By Joe Darby
Yesterday, Jan. 8, was the 205th anniversary of the Battle of New Orleans.
That date holds a bit of personal significance for me also, because Jan. 8 is the date I began working for the New Orleans Times-Picayune. And the year was 1965 — exactly the 150th anniversary of the 1815 battle.
There was quite a celebration going on that day at the battlefield in Chalmette. I have always loved history and I would have loved to have played a part in the newspaper’s coverage of the event. But there was no way the editors were going to entrust such a milestone event to a brand new reporter, whose ability was as yet unknown.
So while dignitaries, officials, reenactors, historians and many others gathered down in Chalmette, commemorating a battle that had happened a century and a half ago, I was stuck in the TP office, writing about a new expansion of port facilities, which was kind of important in its own right, also.
Anyway, I missed the 150th and I missed the 200th anniversary five years ago because I was unable to get down from Natchitoches to New Orleans for the latter celebration.
But why do I think the 205th anniversary — yesterday — deserves to be remembered and why should I devote a column to it? Well, because I’ll bet you a dollar to a doughnut that your high school history teacher probably told you the battle was not really significant because by the time it was fought, on a misty, foggy New Orleans January morning, the war was already over!
But that’s not really true. The peace treaty had been signed by US and British diplomats in the city of Ghent on Christmas Eve evening, 1814. But with the slow communications via sailing ships available at that time, word of the treaty did not reach Washington, D.C. until some time after the battle. And that’s why the importance of the battle is dismissed by many historians.
But the treaty had not yet been ratified by the US Senate or the British Parliament and technically the war wasn’t over until it was in fact ratified. And if the Brits had won, they certainly would not have given up the prize of New Orleans and the Mississippi River and would not have ratified the treaty.
But before we get into that, let’s make a quick review of what happened in the battle. US Gen. Andrew Jackson and his ragtag band of soldiers pulled off what would have to be considered a major upset. He had some regular Army men, members of the Louisiana militia, both black and white, a group of pirates who helped supply artillery and other groups of warriors with varied capabilities. And they were going up against a force of British troops who had beaten the mighty Napoleon in Europe.
But Jackson stationed his men behind a ditch and a rampart of what was probably cotton bales and simply slaughtered the Brits as they lined up in perfect formation and proudly, but foolishly, marched across a flat field before the American guns. American casualties were incredibly light but the British loses were heavy.
The invaders fully expected to win. Historian John B. Boles, illustrating the British intentions, has written the following: “On board the (invasion) ships…were the staff for a complete civil government. including an attorney general, a judge, a colonial secretary, and a superintendent for Indian affairs; a proclamation proclaiming the Louisiana Purchase as fraudulent; and a plan to name Gen.

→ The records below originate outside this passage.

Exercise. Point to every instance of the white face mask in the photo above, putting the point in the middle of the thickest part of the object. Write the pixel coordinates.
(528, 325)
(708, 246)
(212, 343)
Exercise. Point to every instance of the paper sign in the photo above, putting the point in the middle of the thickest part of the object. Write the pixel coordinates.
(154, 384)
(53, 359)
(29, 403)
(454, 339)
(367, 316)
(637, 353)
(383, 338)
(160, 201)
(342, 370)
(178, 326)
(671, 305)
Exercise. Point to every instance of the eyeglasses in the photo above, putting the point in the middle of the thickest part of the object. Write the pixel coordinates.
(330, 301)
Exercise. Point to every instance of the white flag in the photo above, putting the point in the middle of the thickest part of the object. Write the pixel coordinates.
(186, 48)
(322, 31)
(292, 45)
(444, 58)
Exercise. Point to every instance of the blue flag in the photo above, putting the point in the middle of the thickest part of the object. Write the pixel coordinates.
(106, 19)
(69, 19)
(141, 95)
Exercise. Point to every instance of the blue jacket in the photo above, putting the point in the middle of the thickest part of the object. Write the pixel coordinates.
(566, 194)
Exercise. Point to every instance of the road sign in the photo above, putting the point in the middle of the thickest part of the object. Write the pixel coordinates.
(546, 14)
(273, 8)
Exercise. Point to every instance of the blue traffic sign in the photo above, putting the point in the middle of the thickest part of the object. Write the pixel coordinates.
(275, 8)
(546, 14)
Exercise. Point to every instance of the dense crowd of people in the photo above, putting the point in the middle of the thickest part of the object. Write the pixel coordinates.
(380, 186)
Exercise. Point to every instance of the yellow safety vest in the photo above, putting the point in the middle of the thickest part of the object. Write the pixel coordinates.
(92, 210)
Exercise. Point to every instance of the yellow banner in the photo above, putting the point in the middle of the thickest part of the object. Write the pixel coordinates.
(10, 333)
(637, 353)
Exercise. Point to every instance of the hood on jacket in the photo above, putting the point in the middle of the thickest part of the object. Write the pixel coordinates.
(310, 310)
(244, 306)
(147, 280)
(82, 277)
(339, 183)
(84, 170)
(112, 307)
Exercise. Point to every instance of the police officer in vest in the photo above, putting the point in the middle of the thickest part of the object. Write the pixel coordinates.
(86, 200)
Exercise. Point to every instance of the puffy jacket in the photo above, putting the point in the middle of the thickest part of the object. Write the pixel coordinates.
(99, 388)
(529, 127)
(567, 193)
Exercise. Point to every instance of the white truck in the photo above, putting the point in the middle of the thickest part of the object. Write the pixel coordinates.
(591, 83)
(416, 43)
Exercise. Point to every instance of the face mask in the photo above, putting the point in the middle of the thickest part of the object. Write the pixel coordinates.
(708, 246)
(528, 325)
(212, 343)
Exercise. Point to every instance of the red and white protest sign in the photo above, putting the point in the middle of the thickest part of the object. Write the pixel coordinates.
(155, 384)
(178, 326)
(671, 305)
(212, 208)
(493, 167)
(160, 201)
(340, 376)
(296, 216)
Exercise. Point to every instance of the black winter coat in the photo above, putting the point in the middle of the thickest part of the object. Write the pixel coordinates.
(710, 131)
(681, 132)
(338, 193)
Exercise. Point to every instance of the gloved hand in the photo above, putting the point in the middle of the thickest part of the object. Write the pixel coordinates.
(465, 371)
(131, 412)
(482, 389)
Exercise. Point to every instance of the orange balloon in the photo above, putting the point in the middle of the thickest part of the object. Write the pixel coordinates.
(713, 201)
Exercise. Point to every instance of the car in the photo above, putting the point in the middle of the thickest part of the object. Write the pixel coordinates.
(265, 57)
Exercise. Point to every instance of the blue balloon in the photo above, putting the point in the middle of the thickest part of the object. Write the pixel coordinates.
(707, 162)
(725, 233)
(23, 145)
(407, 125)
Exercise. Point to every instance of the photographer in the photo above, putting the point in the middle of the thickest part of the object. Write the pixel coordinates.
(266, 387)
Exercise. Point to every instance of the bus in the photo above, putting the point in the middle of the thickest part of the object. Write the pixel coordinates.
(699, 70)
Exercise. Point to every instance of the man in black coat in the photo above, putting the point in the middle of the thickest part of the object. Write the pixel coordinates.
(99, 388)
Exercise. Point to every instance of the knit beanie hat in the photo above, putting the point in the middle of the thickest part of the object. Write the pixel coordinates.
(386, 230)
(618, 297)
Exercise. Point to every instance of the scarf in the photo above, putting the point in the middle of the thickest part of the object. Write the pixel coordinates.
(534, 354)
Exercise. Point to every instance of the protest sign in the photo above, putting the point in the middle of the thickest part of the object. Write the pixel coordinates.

Packenham the governor of a new British province. (Packenham was killed in the battle.) If Packenham had been victorious, the Americans would have been ousted from the region, the British installed, and the tide of history perhaps changed in ways we cannot imagine. So Andy Jackson’s victory did mean something.”
I’m sure that’s true. The Brits would not have given up such valuable real estate as New Orleans, and with it the control of the entire Mississippi River valley. So US territory would have been confined to east of the Mississippi and our nation would not have grown into the powerful continental power — from sea to shining sea — that it is today. As Boles said, who can guess how history would have turned out. At the least, we would likely be living in a Canada-like nation today, with continuing loyalty to the British Crown.
So, if you hear anybody talk about the Battle of New Orleans not being important (and I realize that’s not a subject that comes up every day), you can politely explain to them why they’re wrong!